Révision du code de la route : Revoir la copie
Dans la volonté de garantir à la fois la cohérence juridique et la crédibilité du travail parlementaire, la commission paritaire des deux Chambres du Parlement a tenu, jeudi au siège de l’Assemblée populaire nationale (APN), sa première réunion consacrée à l’examen des dispositions en suspens dans le texte de loi portant code de la route, investie de la mission d’élaborer une formulation consensuelle sur les articles faisant l’objet de désaccord entre l’APN et le Conseil de la nation.
Présent lors d’une partie de l’installation de la commission, le président de l’APN, Brahim Boughali, a appelé ses membres « à la hauteur de la responsabilité institutionnelle qui leur incombe », les incitants à œuvrer « avec rigueur et compétence afin de dégager un compromis solide, capable de réconcilier les positions des deux Chambres sur les dispositions litigieuses du code de la route ». Il a souligné que « l’enjeu concerne la confiance du citoyen dans ses institutions et la capacité du Parlement à produire une législation crédible et harmonisée ».
La réunion a été convoquée par le doyen d’âge des membres de la commission, Nasr Eddine Baba Addoun, conformément à l’article 91, alinéa 1 de la loi organique 16-12 régissant l’organisation et le fonctionnement des deux Chambres du Parlement ainsi que leurs relations avec le gouvernement. Cette disposition légale confère à la commission un rôle central dans le dialogue institutionnel, particulièrement lorsqu’il s’agit de résoudre des divergences entre l’Assemblée populaire nationale et le Conseil de la nation.

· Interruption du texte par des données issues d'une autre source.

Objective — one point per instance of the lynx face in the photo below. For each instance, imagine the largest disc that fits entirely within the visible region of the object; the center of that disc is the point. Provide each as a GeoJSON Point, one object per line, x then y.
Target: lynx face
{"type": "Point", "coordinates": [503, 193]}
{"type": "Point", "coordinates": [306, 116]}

Dans le respect des procédures prévues, les membres présents ont procédé à l’élection du bureau de la commission. Kadda Nedjadi a été porté à la présidence, assisté de Yahia Charef en qualité de vice-président. Les fonctions de rapporteurs ont été confiées à Noureddine Bounefla et Miloud Tessouh.

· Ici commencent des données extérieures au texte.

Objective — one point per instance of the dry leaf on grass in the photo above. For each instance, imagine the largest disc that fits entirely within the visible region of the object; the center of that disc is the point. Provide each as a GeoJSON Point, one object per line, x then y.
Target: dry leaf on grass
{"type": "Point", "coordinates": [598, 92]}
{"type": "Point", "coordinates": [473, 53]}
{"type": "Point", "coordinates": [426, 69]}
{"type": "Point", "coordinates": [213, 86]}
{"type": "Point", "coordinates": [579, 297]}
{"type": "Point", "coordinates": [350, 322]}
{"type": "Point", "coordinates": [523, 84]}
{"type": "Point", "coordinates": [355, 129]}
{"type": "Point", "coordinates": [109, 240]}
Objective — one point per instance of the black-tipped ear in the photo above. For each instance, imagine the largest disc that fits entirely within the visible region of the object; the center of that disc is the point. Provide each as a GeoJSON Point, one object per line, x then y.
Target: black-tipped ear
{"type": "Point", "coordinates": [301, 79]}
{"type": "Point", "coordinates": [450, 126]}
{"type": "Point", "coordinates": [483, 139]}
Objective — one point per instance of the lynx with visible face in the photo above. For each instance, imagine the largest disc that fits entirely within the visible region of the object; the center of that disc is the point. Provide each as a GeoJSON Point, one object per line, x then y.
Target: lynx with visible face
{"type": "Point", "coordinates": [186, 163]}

Prenant la parole à cette occasion, M. Nedjadi a souligné que « la mission de la commission est de proposer une nouvelle mouture consensuelle des articles en litige, dans un esprit de responsabilité et de fidélité aux principes constitutionnels », l’objectif étant de « renforcer le consensus, garantir la cohérence de la législation et servir l’intérêt suprême de l’Etat, tout en consolidant la confiance du citoyen dans les institutions ».
Le président de la commission a également souligné l’importance d’un travail transparent et structuré, précisant que chaque amendement proposé sera examiné minutieusement, en tenant compte des arguments techniques et des implications pratiques pour la sécurité routière, assurant que « c’est la crédibilité même de la loi et de son application qui est en jeu ».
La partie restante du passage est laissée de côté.